# New Bird = New Questions



## Kai (Jan 28, 2008)

So I just got a 2nd tiel today...










And am I ever going to need your help with this guy. He is about one year old and he came from an aviary. He is not tame in the slightest and I want any advice you can give on how to go about taming him. He isn't too flighty but he does bite (no shock there) HARD!

When I got him home I took him out of the travel cage by way of a towel. I held him for a little bit until he calmed down and then slowly released him while I was sitting on the bed. He crawled out of the towel and the two of us just sat there for a while. When I was ready to put him in his cage I used a dowel to get him to step up. He is in his cage now, clinging to the wall. I'm not going to pester him much for now. Just take my computer in his room and play some games in his presence. 

Oh... and how do you get a cockatiel to let go of your finger when he really doesn't want to? I will admit that I probably didn't do it right (he refused to let go so I used my free hand to gently pry his beak off). I didn't jerk or scream. I put him down on the bed and he just sat there with my finger in his mouth.  Not something I really want to repeat.

That's all the questions I have for now. Trust me... there will be more later.


----------



## Bea (Jul 26, 2007)

You can try pushing your finger towards him to get him to let go. It unbalances them and then they have better things to do that bite. 

Congrats on your new addition by the way!!  Have you got any ideas for a name?


----------



## xxxSpikexxx (Jul 30, 2007)

You did good ignoring the bite  He is really cute, now for the names


----------



## Kai (Jan 28, 2008)

not a clue on the names... Was thinking Rikitikitango.... lol but then again... maybe not.


----------



## Bonny (Mar 19, 2008)

Congratulations on your new tielall i can suggest for now is try to be as persistant as you can you have showed him that you are not afraid.

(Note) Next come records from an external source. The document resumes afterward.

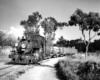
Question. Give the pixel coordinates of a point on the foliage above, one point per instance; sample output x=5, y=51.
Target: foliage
x=31, y=24
x=78, y=70
x=86, y=22
x=50, y=24
x=6, y=41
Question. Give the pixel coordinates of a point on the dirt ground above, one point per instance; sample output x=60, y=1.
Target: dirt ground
x=44, y=71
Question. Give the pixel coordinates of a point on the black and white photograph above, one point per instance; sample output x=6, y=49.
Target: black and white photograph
x=49, y=39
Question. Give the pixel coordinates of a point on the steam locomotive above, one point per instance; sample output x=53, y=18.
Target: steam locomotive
x=29, y=49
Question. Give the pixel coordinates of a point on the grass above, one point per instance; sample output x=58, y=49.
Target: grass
x=79, y=69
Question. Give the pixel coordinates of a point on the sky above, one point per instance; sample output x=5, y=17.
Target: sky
x=14, y=11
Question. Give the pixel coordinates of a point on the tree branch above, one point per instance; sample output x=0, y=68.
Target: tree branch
x=89, y=35
x=83, y=36
x=94, y=35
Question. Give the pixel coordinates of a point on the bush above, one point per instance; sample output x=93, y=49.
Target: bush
x=78, y=70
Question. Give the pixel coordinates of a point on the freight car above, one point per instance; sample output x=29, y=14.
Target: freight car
x=28, y=50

Aviary tiels are very funny they will fly round forever just not to get caught it must be more funny for them to be watching us run around like headless chickens trying to get them to step up on our fingers.How about gnasher since first introductions started off with a bite


----------



## Plukie (Aug 26, 2007)

I'd call him Gnasher!!!  He's a very pretty boy, hopefully you will get him tame soon. I don't really have any advice about how to stop him biting, I've got one that bites and I can't stop him!!

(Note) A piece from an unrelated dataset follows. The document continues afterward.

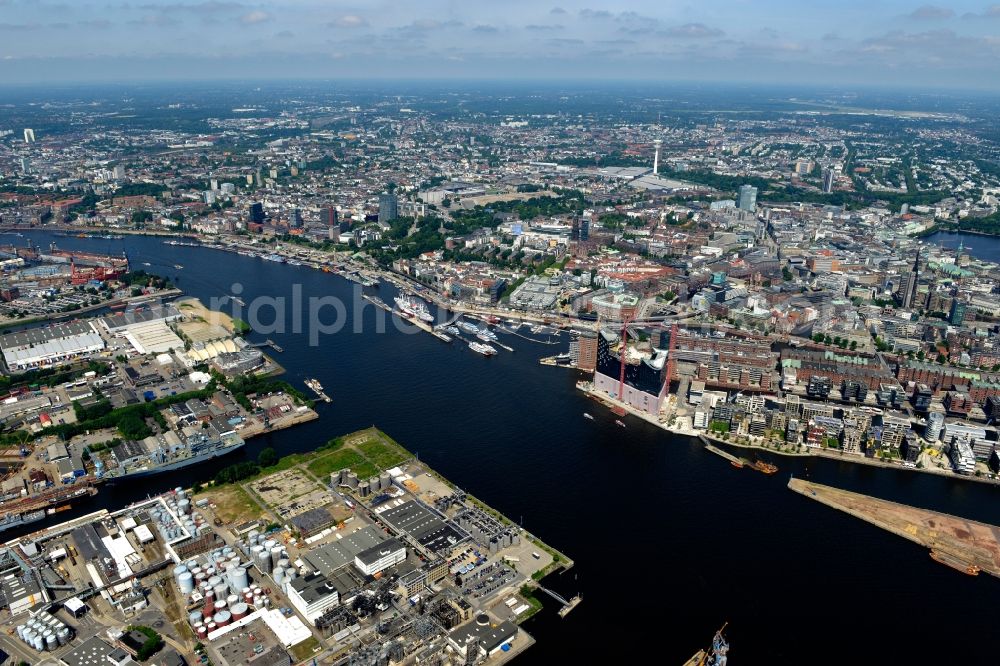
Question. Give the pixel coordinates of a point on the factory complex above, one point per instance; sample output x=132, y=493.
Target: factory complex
x=342, y=564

OMG!!! I've just read your post BONE_HEAD!! Great minds think alike. LOL!!


----------



## Kai (Jan 28, 2008)

lol You guys are too funny! I know he is an aviary bird but I had no problems with him once I brought him home yesterday. I didn't put him in his cage right away and when I did let him out of the towel he flew up (I had his wings clipped a bit so I wouldn't have to chase him everywhere) and then drifted down to the ground. Then he just stood there as I approached. He let me towel him and then, after a while, he just sat on the bed (no towel) with me. He's not used to being in a cage though. He was trying really hard to find a way out for about an hour. I was sitting on the bed reading a book and keeping an eye on him. He was climbing the bars flapping his wings incessantly. I'm glad he didn't hurt himself. He did settle down though and started eating and drinking while I was still in the room. Woke up this morning and went into his room and said hello. Opened the cage to change his water and he just sat on his perch. He didn't move or flinch at all. I'm just going to change his food and water today and tomorrow (longer if he gets stressed) and then... lol see how it goes. I'll admit that I really don't want to get my fingers trapped in that beak again... but I'm guessing that may come with the territory. lol Man was I spoiled with Charlie.


----------



## xxxSpikexxx (Jul 30, 2007)

Sounds like Charlie did spoil you  Just keep working with Gnasher or mabey you should call him Chaplin. Than you can have a Charlie Chaplin


----------



## Kai (Jan 28, 2008)

lol I have been thinking of Chaplin... we will see if he is priestly in the slightest.


----------



## poppabill (Dec 11, 2007)

Hello, instead of getting bite every time you put your hand in there for him to step up on just use a small piece of dowling or even a pencil. Gently push the pencil or dowling under him and say step up, if he bites at it just be cautious he don't find the hand and just keep trying. Remember to talk to and always be gentle with him and over time he will hopefully come around. Repetition is the key just over and over and over...be happy.


----------